The effect of financial subsidies on enterprise innovation performance in Yunnan Province: a study based on DEA-Malmquist model
DOI:
https://doi.org/10.62051/ijgem.v1n1.21Keywords:
Financial subsidies, Innovation efficiency, DEA model, Malmquist indexAbstract
The 14th Five-Year Plan and the Outline of the Vision goals for 2035 clearly put innovation at the core of China's overall modernization drive. Against the backdrop of a complex and changing international situation and accelerating changes in world industries, adhering to the strategy of innovation-driven development is a new engine for creating economic growth points. High-tech industries have high added value and strong profitability. They can not only promote their own upgrading through continuous technological innovation, but also share the results of their innovation output with other industries, which has obvious spillover and promotes the traditional industries to move upstream of the value chain. In recent years, the scale of financial investment in science and technology continues to expand in China.
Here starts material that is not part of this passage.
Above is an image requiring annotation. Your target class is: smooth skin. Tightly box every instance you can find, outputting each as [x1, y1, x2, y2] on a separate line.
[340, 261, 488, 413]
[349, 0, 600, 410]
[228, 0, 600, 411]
At this stage, the impact of government financial investment in science and technology on industrial innovation activities is studied. This investment in high-tech industry scientific and technological innovation activities is of great significance. Based on 16 prefectures (cities) in Yunnan Province from 2012 to 2021, this paper uses DEA model to measure their innovation efficiency, discuss and analyze the effect of financial subsidies on innovation efficiency.